Black is a code formatter for Python.
Well, that might be an understatement. It appeared a couple of years ago, and
immediately won a huge acceptance. Maybe that was a
gofmt envy, I am not sure.
Fact is, Black is now almost a standard, with teams using it all over the world, and even the asda is using it.
Personally, I do not like it. Actually, the times I had to read code formatted
with Black I always a bad feeling, like reading “enterprise code”.
And maybe that’s the point – Black’s appeal is on an extreme consistency in order to help team working together – but that’s nothing to see with the beauty that you can feel reading good python code.
To go a bit in detail why I do not want to work with code formatted with Black, for me, it boils down to three points:
- Code beauty
- Difference between code and data
- “Textual” style vs. “Enterprise” code style
Most of the times, black formats ok. The problem are the exceptions. And with
type hinting (which very often forces to split long lines) those exceptions are
more common – way more common.
The result is often “according to the algorithm”. Formally compliant? yes. Beautiful? Absolutely not.
And in the end, beautiful code is one of my most important metrics in my work, and as stupid as it might be, a very precious tool that I have in evaluating code. Because I read beautiful code with more pleasure, so it’s easier to understand and maintain.
Difference between code and data
The second point, is something that I have not seen any other complaining about,
so it might be just me.
My point is that function declaration very often degrades to a shape that is actually looking like a list. Take for example this snippet:
def function_wiht_long_signature( self, itinerary: Itinerary, object_checker_results: ObjectCheckerResults, external_assessment: Optional[ExternalAssessment], ) -> None:
(note also the comma after the last parameter!)
This does not look like a function; to me, this looks more like a list:
context_for_function = [ self, itinerary, object_checker_results, external_assessment, ]
What I want to say, is that for me, data should develop vertically, while
function definitions should develop horizontally. Mixing the two makes code
more difficult to understand, because you are actually mixing two different
facets. Of course, you can get used to that; still this makes skimming through
code harder, as well it makes harder to quickly grasp abstractions and flows.
Well, at least for me.
“Textual” style vs. “Enterprise” code style
Finally, we go to the third part: “text style”.
Python was heavily influenced by the ABC language, which was essentially a research project, about creating a language easy to learn and use. As such, it had a very strong focus on readability – hence the formatting, and things like the usage of the colon (see Karin Dewar, Indentation and the Colon for more details).
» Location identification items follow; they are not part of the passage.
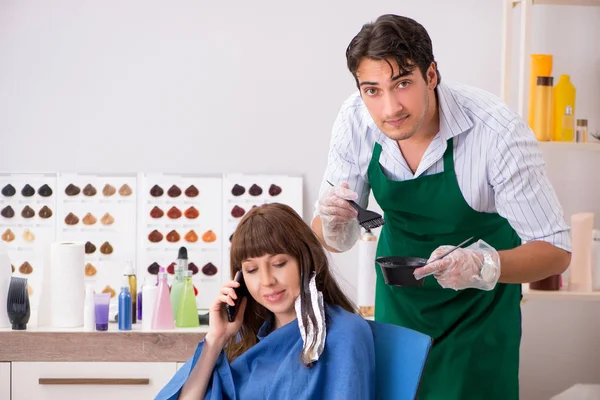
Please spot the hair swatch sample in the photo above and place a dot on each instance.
(111, 291)
(209, 269)
(191, 213)
(192, 267)
(28, 236)
(154, 268)
(125, 190)
(237, 212)
(8, 190)
(209, 236)
(174, 213)
(109, 190)
(107, 219)
(7, 212)
(255, 190)
(89, 219)
(45, 212)
(155, 236)
(156, 191)
(173, 237)
(171, 269)
(274, 190)
(27, 191)
(8, 236)
(26, 268)
(89, 248)
(192, 191)
(27, 212)
(156, 212)
(174, 191)
(191, 236)
(89, 190)
(90, 270)
(71, 219)
(45, 191)
(238, 190)
(72, 190)
(106, 248)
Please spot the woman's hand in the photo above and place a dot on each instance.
(220, 329)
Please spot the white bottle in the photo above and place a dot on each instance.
(149, 293)
(89, 316)
(596, 259)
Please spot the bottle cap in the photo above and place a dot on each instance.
(545, 80)
(182, 253)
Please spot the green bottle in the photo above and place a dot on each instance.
(187, 312)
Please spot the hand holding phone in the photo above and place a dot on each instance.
(239, 291)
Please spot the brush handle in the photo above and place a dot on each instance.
(451, 250)
(352, 202)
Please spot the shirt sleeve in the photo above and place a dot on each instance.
(523, 193)
(342, 160)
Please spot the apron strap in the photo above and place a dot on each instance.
(449, 156)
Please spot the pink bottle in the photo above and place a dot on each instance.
(163, 311)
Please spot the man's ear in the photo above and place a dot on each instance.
(432, 76)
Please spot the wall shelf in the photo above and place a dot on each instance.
(529, 294)
(524, 43)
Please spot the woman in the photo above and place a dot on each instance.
(295, 336)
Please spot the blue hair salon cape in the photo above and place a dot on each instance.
(272, 369)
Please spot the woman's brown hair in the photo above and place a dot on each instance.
(277, 229)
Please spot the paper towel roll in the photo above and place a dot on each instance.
(5, 274)
(67, 289)
(149, 293)
(367, 247)
(580, 278)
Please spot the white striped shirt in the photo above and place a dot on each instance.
(497, 161)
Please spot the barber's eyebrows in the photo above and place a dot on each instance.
(394, 78)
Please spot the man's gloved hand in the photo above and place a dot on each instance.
(338, 217)
(477, 266)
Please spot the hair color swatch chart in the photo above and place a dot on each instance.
(176, 211)
(241, 192)
(100, 211)
(28, 225)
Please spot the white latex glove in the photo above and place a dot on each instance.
(338, 218)
(477, 266)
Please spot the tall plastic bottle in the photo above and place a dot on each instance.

In other words, one of the main drivers was for code to look much like written text. Again, the reason why you have the colon at the end of a function definition: because it kinda mimics the rules for writing English text.
Now, Black completely ignore those ideas, and for the virtue of consistency, it simply treat the code like if it were Java (or C, or whatever) — without any regard for the “written piece of text” part.
So, why Black?
So, we are at the end. And with this, we get to the very core of the point.
For a smaller team, focused on execution speed, with an healthy codebase and light formatting tools (like the excellent from PyCharm), I think zero. Actually, less than zero, given the points above.
For a large team, however the situation is different. Large teams, with people of different skills and mindsets; large team where people of different opinion cannot really talk together and reach an agreement on a process – and unfortunately, this is something bound to happen over a certain size – can actually benefit from Black. Because in that case, you can just say “black” and everybody have to agree. Heck, who would disagree against a tool with so many users?
That said, I was working in such teams, and in the end code formatting was the
least of the problems.
Yes, a tool can and will help; but that’s not touching the core of the issue.